De Afdeling heeft ook de bezwaren van de appellant met betrekking tot geurhinder en de afstandseisen tussen de nieuwe woningen en zijn bedrijf beoordeeld. De raad heeft aangetoond dat de nieuwe woningen buiten de geurcontouren vallen en dat de geurbelasting door de beëindiging van de intensieve veehouderij van de belanghebbende zal afnemen. De Afdeling heeft geoordeeld dat het plan niet leidt tot een onaanvaardbare geurbelasting en dat het woon- en leefklimaat aanvaardbaar is. Uiteindelijk heeft de Afdeling het beroep van de appellant ongegrond verklaard, waarmee het bestemmingsplan in stand blijft.

Uitspraak

201109215/1/R3.
Datum uitspraak: 20 juni 2012
AFDELING
BESTUURSRECHTSPRAAK
Uitspraak in het geding tussen:
[appellanten] (hierna tezamen in enkelvoud: [appellant]), wonend te Heesch, gemeente Bernheze,
en
de raad van de gemeente Bernheze,
verweerder.
1. Procesverloop
Bij besluit van 1 juni 2011 heeft de raad van de gemeente Bernheze het bestemmingsplan "[locatie 1 t/m 3] Heesch" vastgesteld.
Tegen dit besluit heeft [appellant] bij brief, bij de Raad van State ingekomen op 24 augustus 2011, beroep ingesteld. De gronden van het beroep zijn aangevuld bij brieven van 6 en 26 september 2011.
De raad heeft een verweerschrift ingediend.
[appellant] heeft nadere stukken ingediend.
De Afdeling heeft de zaak ter zitting behandeld op 5 april 2012, waar [appellant], in persoon en bijgestaan door mr. M. Peeters, advocaat te Helmond, de raad, vertegenwoordigd door M. de Ruiter en A.M.G.J. Seelen, beiden werkzaam bij de gemeente, en [belanghebbende], bijgestaan door mr. M.J.A. Arts, advocaat te Nijmegen, zijn verschenen.
2. Overwegingen
2.1. Het plan voorziet in de omzetting van twee agrarische bedrijfswoningen in burgerwoningen - waarbij één van de woningen wordt gesplitst in twee wooneenheden - en in de bouw van drie nieuwe woningen op de locatie van de te verplaatsen intensieve veehouderij van [belanghebbende]. De herontwikkeling van het plangebied vindt volgens de toelichting plaats in het kader van de provinciale beleidsnota "Buitengebied in ontwikkeling" (hierna: de beleidsnota).

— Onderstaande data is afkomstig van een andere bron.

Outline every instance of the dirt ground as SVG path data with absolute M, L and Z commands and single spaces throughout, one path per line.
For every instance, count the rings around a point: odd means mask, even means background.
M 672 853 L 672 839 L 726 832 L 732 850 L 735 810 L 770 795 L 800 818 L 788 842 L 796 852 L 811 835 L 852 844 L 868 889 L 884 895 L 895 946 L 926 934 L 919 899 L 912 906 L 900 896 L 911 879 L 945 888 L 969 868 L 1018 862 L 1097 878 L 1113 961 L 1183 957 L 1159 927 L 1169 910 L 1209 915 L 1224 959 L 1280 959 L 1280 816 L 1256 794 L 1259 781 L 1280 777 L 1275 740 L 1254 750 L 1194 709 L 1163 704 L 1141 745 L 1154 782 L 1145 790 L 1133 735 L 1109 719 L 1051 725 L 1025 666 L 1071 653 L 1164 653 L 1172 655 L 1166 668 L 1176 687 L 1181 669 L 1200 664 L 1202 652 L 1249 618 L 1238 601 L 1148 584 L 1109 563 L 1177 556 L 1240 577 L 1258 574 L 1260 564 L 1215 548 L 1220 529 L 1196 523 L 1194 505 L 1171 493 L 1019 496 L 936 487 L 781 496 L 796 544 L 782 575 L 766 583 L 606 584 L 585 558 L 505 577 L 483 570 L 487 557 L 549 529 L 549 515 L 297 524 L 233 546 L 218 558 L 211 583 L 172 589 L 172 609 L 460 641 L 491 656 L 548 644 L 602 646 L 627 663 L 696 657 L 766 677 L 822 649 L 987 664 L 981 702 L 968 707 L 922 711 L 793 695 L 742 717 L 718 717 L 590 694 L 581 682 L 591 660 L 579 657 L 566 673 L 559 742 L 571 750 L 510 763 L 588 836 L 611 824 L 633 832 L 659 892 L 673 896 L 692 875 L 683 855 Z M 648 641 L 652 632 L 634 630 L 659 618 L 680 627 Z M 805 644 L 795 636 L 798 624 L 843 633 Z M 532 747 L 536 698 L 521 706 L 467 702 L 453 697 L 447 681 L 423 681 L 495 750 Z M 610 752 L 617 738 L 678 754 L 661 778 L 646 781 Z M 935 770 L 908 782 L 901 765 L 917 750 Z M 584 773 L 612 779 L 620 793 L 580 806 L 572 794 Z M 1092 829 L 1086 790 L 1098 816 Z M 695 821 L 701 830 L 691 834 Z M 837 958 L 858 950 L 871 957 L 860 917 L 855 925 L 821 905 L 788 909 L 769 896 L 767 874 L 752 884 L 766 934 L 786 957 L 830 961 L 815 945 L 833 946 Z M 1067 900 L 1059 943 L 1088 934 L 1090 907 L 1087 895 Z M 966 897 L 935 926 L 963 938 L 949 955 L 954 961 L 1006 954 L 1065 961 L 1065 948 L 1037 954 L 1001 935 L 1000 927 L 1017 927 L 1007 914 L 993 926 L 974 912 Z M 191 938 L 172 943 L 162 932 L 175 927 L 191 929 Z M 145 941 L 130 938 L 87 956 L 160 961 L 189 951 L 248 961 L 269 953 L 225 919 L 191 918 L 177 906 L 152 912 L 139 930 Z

2.2. [appellant], die aan de [locatie 4] een varkensbedrijf exploiteert, kan zich niet verenigen met het plan.
2.3. [appellant] voert aan dat ontwikkelingsmogelijkheden van bebouwingsconcentraties in het buitengebied volgens de beleidsnota moeten worden gekoppeld aan een gemeentelijke gebiedsvisie, die moet worden vastgesteld na een openbare voorbereidingsprocedure als bedoeld in afdeling 3.4 van de Algemene wet bestuursrecht. Nu dat niet is gebeurd, kan het plan volgens hem geen stand houden.
2.3.1. De raad voert aan dat de gebiedsvisie "Munnekens-Vinkel, Berkt" onderdeel heeft uitgemaakt van het voorontwerp van het bestemmingsplan Buitengebied, dat begin 2009 ter inzage heeft gelegen, zodat er een inspraakmogelijkheid is geweest.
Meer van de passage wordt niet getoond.